Runway:Massive prints in loud colours
Reality:Slightly less massive prints
Many dresses and separates are appearing in graphic patterns that recall the bold prints of Pucci and Marimekko. Diane von Furstenberg is selling wrap, shift and trapeze dresses in big geometric patterns in white, orange, yellow and pink. Neiman Marcus has a $290 (Rs12,786) pair of Just Cavalli white jeans with a red floral pattern—one flower covers almost half the back side. Ann Taylor has dresses with patterns that are 12 or 13 inches long, about twice the size of those it usually carries. While retailers are betting the look will feel fresh, Burke says large prints “can be overwhelming”. Gili Rashal, a personal shopper in Sherman Oaks, California, says most women avoid them.
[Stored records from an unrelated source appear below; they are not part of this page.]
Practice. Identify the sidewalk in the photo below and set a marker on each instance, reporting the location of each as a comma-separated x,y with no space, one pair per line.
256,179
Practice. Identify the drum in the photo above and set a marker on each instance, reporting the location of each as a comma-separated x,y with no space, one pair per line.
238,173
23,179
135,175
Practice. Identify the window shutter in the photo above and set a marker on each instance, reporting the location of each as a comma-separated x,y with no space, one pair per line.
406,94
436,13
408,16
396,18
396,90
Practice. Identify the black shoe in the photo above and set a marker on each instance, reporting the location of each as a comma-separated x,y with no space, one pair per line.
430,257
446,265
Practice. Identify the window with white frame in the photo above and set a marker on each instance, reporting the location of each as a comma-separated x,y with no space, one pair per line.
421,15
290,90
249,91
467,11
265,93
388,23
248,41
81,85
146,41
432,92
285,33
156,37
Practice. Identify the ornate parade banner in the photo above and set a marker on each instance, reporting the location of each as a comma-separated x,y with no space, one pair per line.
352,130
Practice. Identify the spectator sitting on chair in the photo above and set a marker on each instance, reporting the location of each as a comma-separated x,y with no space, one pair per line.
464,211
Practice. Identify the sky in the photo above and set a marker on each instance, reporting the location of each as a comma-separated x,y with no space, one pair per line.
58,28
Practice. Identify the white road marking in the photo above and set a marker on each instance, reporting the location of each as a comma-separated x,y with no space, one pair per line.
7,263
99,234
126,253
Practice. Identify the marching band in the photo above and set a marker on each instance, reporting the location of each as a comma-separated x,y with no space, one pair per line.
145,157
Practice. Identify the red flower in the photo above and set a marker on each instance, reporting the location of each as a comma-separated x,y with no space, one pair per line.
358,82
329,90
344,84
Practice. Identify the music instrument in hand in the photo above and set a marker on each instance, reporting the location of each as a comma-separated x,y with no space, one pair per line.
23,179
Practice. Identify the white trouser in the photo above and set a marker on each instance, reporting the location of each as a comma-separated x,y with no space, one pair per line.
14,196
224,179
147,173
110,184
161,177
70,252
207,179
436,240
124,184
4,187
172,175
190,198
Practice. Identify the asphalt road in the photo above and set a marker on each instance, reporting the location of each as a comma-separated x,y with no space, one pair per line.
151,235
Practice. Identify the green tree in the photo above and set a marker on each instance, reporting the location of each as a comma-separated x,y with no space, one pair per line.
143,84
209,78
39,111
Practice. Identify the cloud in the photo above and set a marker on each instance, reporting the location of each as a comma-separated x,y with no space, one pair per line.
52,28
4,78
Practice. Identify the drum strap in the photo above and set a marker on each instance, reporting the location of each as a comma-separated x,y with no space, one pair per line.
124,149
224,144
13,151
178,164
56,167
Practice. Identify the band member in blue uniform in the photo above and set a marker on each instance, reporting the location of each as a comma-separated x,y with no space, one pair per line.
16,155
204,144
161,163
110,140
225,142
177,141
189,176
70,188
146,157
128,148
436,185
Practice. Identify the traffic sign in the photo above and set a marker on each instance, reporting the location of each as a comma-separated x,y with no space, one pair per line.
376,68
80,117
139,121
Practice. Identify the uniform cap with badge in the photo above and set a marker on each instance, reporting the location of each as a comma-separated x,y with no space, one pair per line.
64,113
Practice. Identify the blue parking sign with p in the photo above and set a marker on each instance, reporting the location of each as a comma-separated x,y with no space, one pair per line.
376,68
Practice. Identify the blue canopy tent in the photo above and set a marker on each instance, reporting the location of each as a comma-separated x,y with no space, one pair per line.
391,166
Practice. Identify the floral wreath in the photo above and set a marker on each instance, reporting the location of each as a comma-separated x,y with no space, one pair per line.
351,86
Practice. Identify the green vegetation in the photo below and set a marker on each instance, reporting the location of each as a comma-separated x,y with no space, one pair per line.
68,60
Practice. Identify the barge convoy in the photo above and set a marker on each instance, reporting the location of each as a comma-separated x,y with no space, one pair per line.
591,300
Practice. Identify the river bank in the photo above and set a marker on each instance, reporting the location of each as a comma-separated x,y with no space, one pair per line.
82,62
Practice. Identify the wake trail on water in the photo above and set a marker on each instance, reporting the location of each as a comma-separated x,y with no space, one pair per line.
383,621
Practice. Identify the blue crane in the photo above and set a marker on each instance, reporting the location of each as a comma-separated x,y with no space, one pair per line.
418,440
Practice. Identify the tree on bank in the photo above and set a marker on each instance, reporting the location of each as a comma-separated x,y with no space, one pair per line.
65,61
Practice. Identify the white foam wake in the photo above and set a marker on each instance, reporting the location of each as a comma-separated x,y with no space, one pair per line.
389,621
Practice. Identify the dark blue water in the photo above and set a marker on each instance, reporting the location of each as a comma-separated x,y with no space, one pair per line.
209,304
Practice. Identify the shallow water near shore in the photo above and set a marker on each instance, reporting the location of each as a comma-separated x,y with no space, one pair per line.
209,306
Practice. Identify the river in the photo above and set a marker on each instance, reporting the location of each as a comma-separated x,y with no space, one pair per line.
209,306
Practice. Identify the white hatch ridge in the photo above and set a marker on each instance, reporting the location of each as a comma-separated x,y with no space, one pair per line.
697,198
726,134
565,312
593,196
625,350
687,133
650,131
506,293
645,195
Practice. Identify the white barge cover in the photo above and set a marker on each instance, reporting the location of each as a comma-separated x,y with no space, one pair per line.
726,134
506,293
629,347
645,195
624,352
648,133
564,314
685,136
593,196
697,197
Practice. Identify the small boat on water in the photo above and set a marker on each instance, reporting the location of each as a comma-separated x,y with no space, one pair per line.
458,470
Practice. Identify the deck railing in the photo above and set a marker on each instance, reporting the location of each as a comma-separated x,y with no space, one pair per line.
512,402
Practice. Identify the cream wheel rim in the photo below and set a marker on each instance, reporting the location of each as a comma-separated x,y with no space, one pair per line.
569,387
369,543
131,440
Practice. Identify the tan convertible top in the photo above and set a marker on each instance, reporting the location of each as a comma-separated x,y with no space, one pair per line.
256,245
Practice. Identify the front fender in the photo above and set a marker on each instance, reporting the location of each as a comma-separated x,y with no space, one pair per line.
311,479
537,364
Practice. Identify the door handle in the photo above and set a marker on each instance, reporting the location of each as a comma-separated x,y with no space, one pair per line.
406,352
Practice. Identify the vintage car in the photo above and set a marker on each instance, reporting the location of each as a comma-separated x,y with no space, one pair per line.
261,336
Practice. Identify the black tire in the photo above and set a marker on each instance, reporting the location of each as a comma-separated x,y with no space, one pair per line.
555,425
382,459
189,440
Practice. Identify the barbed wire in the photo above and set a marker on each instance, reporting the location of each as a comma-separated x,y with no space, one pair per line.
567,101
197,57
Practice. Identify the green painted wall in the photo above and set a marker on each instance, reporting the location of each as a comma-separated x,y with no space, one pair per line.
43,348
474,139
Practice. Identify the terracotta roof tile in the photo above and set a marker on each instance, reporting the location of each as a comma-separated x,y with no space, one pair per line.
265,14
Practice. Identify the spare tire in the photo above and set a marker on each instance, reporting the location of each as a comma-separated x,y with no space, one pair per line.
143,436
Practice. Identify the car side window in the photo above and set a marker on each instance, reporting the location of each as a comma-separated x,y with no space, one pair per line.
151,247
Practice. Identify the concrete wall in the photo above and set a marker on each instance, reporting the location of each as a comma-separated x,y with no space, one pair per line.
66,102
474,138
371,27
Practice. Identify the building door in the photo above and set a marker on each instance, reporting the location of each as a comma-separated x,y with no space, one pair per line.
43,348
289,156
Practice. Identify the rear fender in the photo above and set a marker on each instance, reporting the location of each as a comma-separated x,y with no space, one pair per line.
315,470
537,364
Runway:Super-high wedges with architectural heels
Reality:Some showy styles, but ballet flats may sell better
Platform wedges have come back over the past year and now have more details such as cut-outs in the heels. Chanel has a $4,650 (Rs2,05,023) 3.5-inch high wedge whose heel is dotted with gold and silver crystals and has a cut-out you can see through. Piperlime.com is selling a $145 (Rs6,393) Vince Camuto wedge with a large hole cut out of its wooden heel. A tamer option: ballet flats—especially in silver or bright-coloured patent leather—which can be a good match for mod looks.
Clear plastic is also big in shoes. Saks Fifth Avenue has $890 (Rs39,240) Brian Atwood sling backs with 4-inch lucite heels. At Christian Louboutin, one style has a clear plastic front with a grosgrain bow affixed to it. “You can barely see the shoe,” the designer says.
Rashal predicts that wedges and flats will be popular, but says that lucite heels can be “trashy and cheapen the look, even if it’s a high-end shoe”. She suggests that these should be reserved for the evening and paired with tailored dresses.